A trail leads about 100 yards from the parking area to a small
visitor
center and bookstore. An easy 10 to 15-minute walk takes you along Wet
Beaver Creek, one of the perennially flowing tributaries of the Verde
River. The area is lush with cottonwoods, sycamores and willows, and
during the spring, blanketed with wildflowers. A pleasant stroll for
sure.
Why V Bar V Heritage Site? Well it contains the largest known
petroglyph site in the Verde Valley, which is known to contain more
then a thousand petroglyph's. The images are an intriguing mix of
humanoid figures, animals
and geometric designs. A ranger or volunteer at the petroglyph site
describes the markings and
the people who made them. Theories abound, but no one really knows for
sure what
the markings mean to the
people who pecked them into the rock so long ago. Native Americans can
tell archaeologists what the symbols mean to their people today, but
those meanings vary from one clan to the next and almost certainly have
varied over time.
The petroglyph's probably were made from 1100 to 1400 AD. The
site must have attracted people for
centuries, it is idyllic location, nestled along the banks of Wet Beaver Creek. Archaeologists call the people the 'Southern
Sinagua'. What they called themselves, no one knows. But the people who
created these petroglyph's once lived in villages scattered from
Wupatki, northeast of Flagstaff, to south of the Verde River. They
flourished for centuries, until they abandoned their villages shortly
after 1400. Some Sinagua drifted north and may have become ancestors of
the modern Hopi people. For hundreds of years the site remained undisturbed untill archaeologists learn about the petroglyph's around 1945.
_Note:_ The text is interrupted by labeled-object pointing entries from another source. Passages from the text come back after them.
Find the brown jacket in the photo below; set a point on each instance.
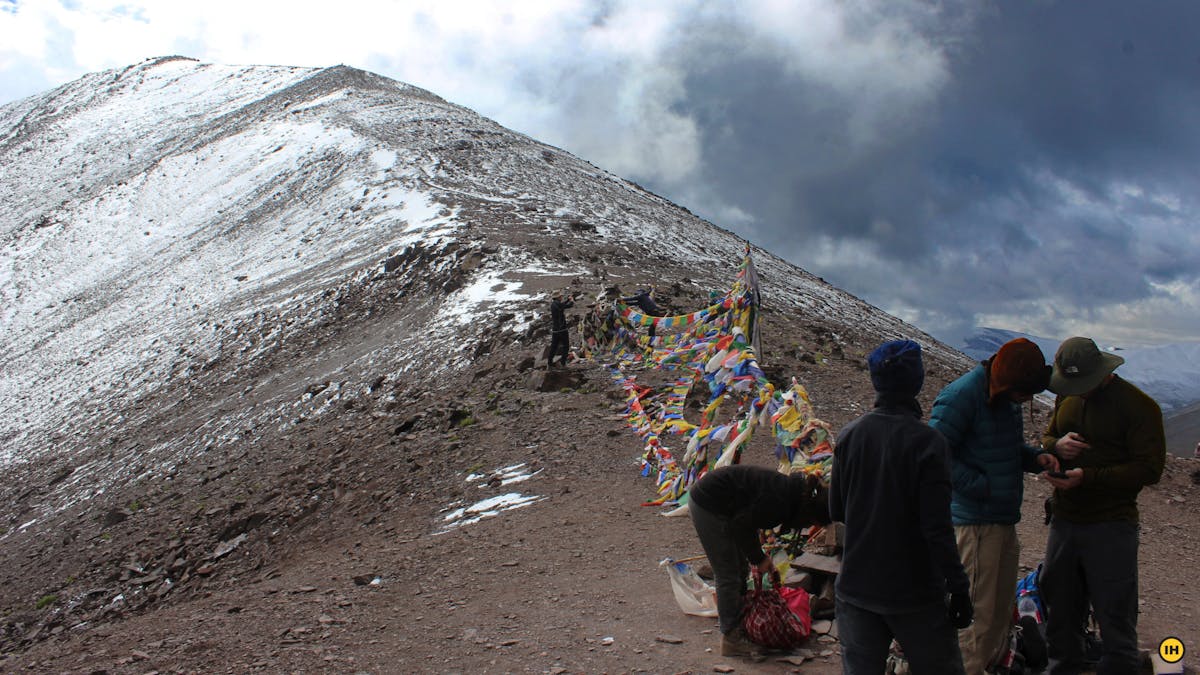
(1128, 451)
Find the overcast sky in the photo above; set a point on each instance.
(1025, 165)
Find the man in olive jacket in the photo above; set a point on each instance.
(1109, 437)
(981, 417)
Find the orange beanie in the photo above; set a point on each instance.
(1019, 365)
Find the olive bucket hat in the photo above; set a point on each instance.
(1079, 366)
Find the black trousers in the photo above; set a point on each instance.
(1091, 565)
(730, 566)
(559, 342)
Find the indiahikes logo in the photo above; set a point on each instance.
(1171, 650)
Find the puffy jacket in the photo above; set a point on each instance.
(988, 452)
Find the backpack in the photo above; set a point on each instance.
(1030, 616)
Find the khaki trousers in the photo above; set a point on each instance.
(990, 555)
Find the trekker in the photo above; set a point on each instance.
(645, 300)
(729, 506)
(559, 339)
(979, 414)
(1109, 438)
(900, 572)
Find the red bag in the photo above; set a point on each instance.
(768, 621)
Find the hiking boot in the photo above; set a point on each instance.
(737, 643)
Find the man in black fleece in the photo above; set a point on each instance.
(729, 506)
(900, 571)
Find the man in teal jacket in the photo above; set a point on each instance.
(981, 417)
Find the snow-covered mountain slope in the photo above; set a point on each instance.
(1168, 372)
(190, 225)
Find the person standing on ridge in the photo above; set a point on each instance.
(645, 300)
(900, 572)
(1109, 438)
(559, 339)
(979, 414)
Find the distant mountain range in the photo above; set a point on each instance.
(1168, 372)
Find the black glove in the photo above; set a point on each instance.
(959, 610)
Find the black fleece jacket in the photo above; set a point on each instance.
(891, 485)
(754, 499)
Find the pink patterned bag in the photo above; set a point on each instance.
(769, 622)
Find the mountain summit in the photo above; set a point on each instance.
(269, 333)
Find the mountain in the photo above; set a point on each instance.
(1168, 372)
(273, 394)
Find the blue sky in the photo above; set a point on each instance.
(1029, 166)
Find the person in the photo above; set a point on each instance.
(979, 414)
(559, 339)
(1109, 438)
(900, 572)
(645, 300)
(729, 506)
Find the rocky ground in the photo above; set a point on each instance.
(325, 548)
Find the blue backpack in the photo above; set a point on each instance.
(1029, 597)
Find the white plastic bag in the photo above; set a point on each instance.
(693, 593)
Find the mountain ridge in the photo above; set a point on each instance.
(245, 381)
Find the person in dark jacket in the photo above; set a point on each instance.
(645, 300)
(729, 506)
(1109, 437)
(900, 572)
(979, 414)
(559, 339)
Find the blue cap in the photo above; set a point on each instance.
(897, 368)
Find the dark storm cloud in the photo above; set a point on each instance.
(1056, 162)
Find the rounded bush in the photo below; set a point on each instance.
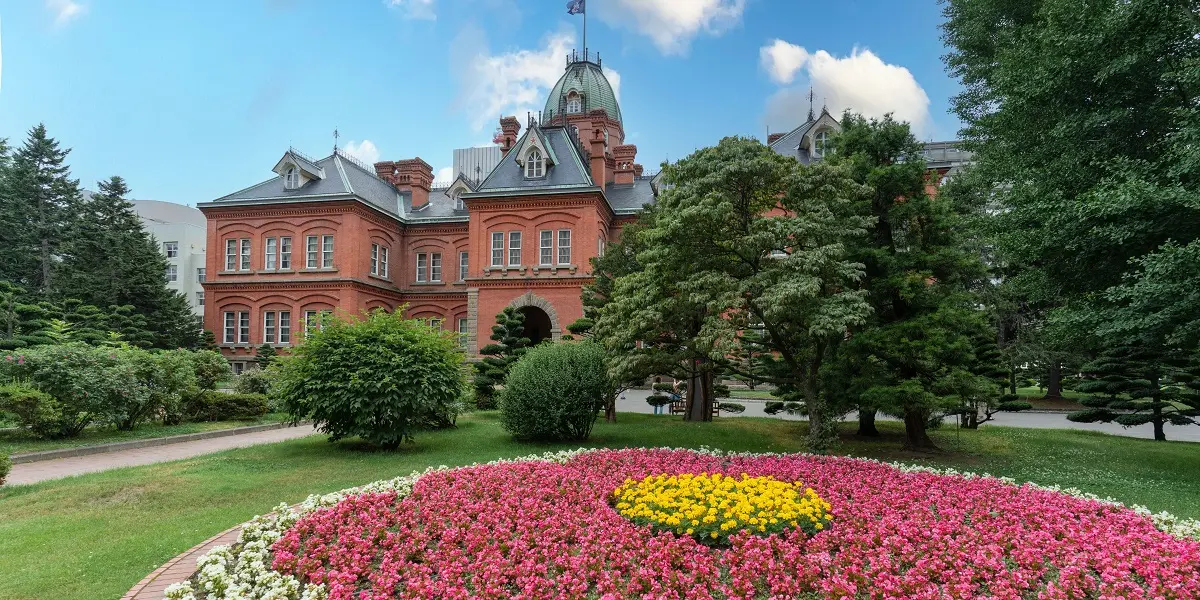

Trying to sort out the petroglyph imagery or interpret the symbols, fires the imagination. Standing
at the site, your thoughts drift through the centuries, as you try to
get closer to the thoughts of past people and their cultures. Some
of the images are easy to identify: turtles, lizards, snakes and
mammals such as antelope. Others are more inscrutable such as,
humanoids and bear paws. Some patterns are particularly intriguing,
geometric in design, consisting of circles, wavy lines, grids, spirals,
round and square.
Some of the art work shows lines meandering between petroglyph's,
suggesting, well who knows? No one knows for sure, although there are a
number of theories: clan symbols, important rituals or events. It is
also possible that the symbols served as an event calendar indicating
the solstice, equinox or possibly when to plant crops. The images could
also be signs to insure the abundance of game or rainfall. Or maybe
maps indicating hunting sites, watering holes or possibly territorial
markers. Your interpretation could be just as accurate as anyone
else's.
Being at a prehistoric site is something akin to soaking in the
solitude of the wilderness. It allows you a connection to something
bigger then our selves. So leave the wild modern era behind and step into the past of Mother Natures Wonderland.